Ну а дальше, начались её долгие и упорные странствия по городам и странам не принадлежавшим империуму и просто находящимся рядом. Попытки объединить всех против общего врага, который когда-то точно придёт и по их души. К тому же, она очень упорно пыталась общаться с другими магами, которые там жили, желая и их вовлечь в свою борьбу. Увы, здесь ей тоже не особо удалось чего-то добиться. Хотя, кто-то всё же соглашался помочь и, например, легко продавал по дешёвке изготовленные ими артефакты нарастающему небольшому сопротивлению. Пожалуй, самым большим успехом женщины стала возможность повлиять на несколько правящих лиц одной из колоний. Той самой, в которую когда-то приезжал я. Правда, здесь Мария уже проявляла недюжинную осторожность и уговорила их постепенно накапливать силы, готовя своё восстание хоть десять, хоть пятьдесят лет, если это понадобится.

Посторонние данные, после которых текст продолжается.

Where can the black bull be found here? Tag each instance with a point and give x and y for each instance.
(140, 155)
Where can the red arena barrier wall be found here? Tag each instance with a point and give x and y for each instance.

Она, разве что, в страну Защитника не отправилась, поскольку знала, что там нет ни других магов, ни армии, ни желания видеть хоть что-то из перечисленного. А создавать всё это с нуля ей казалось слишком бесперспективным. Возможно ещё и та самая книга, что она всё время носила с собой, сыграла какую-то роль.
На самом деле, её странствия и попытки создать хоть какое-то сопротивление, закончились чуть больше десяти лет назад. Ведь именно тогда случилось страшное — женщина начала стареть. Для материковых магов это означало лишь одно, что скоро их ждёт смерть и они рассыплются в пыль, не оставляя после себя ничего. Именно в этот момент Мария приняла решение попробовать то, что и так готовила уже много лет. Свою попытку повлиять на имперцев и буквально врастить им в головы искреннюю ненависть и к острову, и ко всем, кто его населяет. Она не знала, насколько будет успешна даже первая проба, ведь у неё не было никакого практического опыта. А неудача могла означать битву, которая привлечёт слишком много внимания. И, тем не менее, понимая, что другого шанса уже не будет, она на это решилась.
Единственное, что Мария сделала перед этим действием, так это спрятала ту самую книгу, что хранила все эти годы, и свой собственный дневник. Последняя запись была сделана одиннадцать лет назад и заканчивалась следующими строчками:
'Меня звали Мария де Брот, и я прожила долгую жизнь, полную боли и страданий. Всего того, что островитяне приносят каждому, до кого могут дотянуться. Я не знаю, выйдет ли у меня напоследок хоть что-то, но я всё равно попытаюсь сделать этот мир чище, без них.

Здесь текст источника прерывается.